A drier than expected winter has caused a collapse in sentiment among primary producers, with implications for businesses throughout the food supply chain.
The latest Rabobank Rural Confidence Survey polled around 1,000 primary producers nationally and found that sentiment among our farmers has dropped to a four-year low after a winter that brought record high temperatures and little rainfall.
While a four-year low may not sound drastic on its own, it is significant given it beats the hit to local farmer confidence wrought by cyclones in Queensland during that time.
The number of farmers expecting a worsening outlook over the next 12 months almost trebled to 27 per cent compared with the previous survey.

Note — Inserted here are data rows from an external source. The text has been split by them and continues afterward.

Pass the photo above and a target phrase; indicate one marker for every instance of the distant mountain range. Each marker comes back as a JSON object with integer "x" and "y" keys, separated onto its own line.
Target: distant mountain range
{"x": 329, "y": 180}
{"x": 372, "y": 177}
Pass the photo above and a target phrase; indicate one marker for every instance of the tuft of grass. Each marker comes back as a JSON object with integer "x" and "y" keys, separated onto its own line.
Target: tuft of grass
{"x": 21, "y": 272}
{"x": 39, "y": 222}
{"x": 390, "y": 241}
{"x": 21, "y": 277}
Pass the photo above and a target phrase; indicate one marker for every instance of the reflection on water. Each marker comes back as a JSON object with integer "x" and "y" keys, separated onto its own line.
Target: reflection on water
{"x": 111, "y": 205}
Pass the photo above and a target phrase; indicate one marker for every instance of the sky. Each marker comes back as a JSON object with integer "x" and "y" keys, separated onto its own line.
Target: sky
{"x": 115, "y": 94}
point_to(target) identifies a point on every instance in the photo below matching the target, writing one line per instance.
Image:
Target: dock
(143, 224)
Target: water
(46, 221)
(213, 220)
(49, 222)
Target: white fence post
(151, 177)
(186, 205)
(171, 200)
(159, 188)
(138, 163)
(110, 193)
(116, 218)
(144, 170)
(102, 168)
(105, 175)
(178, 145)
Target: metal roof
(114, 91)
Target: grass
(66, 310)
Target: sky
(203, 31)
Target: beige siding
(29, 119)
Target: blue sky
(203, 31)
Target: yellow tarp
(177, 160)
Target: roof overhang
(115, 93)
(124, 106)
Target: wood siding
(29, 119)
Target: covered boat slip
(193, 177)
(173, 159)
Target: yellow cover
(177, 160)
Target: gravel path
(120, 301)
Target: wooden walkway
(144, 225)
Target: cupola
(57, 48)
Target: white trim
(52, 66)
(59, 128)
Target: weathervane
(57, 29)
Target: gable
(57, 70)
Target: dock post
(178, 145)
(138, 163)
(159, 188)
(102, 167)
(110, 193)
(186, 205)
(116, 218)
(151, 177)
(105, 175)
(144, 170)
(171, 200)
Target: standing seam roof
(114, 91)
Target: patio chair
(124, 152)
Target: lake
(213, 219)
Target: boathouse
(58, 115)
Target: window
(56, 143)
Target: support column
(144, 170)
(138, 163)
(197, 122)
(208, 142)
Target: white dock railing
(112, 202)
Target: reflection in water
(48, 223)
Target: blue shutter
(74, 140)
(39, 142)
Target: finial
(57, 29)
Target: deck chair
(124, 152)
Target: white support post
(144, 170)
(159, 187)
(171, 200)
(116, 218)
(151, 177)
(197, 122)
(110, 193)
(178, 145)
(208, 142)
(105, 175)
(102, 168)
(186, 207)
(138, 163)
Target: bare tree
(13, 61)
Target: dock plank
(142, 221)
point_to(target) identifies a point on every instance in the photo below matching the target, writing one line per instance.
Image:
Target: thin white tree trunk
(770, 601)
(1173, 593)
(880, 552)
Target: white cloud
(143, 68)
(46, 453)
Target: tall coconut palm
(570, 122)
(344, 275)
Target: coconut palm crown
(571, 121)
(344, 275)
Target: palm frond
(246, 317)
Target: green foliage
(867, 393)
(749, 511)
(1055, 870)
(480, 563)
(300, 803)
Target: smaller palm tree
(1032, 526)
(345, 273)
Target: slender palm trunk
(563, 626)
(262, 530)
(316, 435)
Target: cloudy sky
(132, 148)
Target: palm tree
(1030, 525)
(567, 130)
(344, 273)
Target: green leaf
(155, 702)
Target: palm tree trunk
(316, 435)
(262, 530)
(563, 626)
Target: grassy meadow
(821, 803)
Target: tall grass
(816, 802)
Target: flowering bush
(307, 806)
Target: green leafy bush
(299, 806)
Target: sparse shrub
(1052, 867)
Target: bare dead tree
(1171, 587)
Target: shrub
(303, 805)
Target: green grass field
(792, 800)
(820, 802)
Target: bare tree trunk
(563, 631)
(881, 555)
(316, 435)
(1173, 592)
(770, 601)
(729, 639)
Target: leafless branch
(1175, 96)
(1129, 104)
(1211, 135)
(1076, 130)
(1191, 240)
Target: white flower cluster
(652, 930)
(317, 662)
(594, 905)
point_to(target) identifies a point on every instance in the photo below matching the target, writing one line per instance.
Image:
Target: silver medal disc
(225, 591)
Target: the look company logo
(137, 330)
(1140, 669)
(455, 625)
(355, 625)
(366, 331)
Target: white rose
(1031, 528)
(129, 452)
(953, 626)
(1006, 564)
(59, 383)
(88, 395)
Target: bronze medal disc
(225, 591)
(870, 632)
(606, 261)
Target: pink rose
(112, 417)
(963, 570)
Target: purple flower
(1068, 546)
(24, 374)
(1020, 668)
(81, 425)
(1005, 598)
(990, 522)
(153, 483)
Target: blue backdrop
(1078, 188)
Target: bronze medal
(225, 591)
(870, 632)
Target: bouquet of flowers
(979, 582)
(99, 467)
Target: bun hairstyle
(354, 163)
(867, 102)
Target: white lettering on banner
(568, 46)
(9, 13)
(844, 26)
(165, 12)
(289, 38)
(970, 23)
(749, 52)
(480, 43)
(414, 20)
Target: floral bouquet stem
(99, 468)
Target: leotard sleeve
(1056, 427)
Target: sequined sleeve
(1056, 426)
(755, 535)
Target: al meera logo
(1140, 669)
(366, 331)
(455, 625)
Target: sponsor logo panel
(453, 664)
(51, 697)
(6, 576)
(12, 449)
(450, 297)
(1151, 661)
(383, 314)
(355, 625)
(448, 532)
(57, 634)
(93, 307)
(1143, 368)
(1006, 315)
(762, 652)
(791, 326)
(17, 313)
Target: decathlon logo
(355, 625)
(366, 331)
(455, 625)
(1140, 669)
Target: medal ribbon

Concerns around the dry season were particularly heightened in the cropping sector, with 76 per cent of grain producers with a negative outlook blaming seasonal conditions.
“While early August rainfall provided a reprieve in some areas, conditions remain very dry in the central and northern cropping regions of Western Australia and across much of the eastern seaboard,” said Rabobank’s national manager, Country Banking - Australia, Todd Charteris.
“Victoria is the exception however, with much of the state receiving good falls in recent weeks, and that rain band extending into southern New South Wales and the north of Tasmania.”
However, long-term prospects for the agricultural economy remain overwhelmingly positive, with a near unanimous 95 per cent of respondents expecting their businesses to have long-term viability.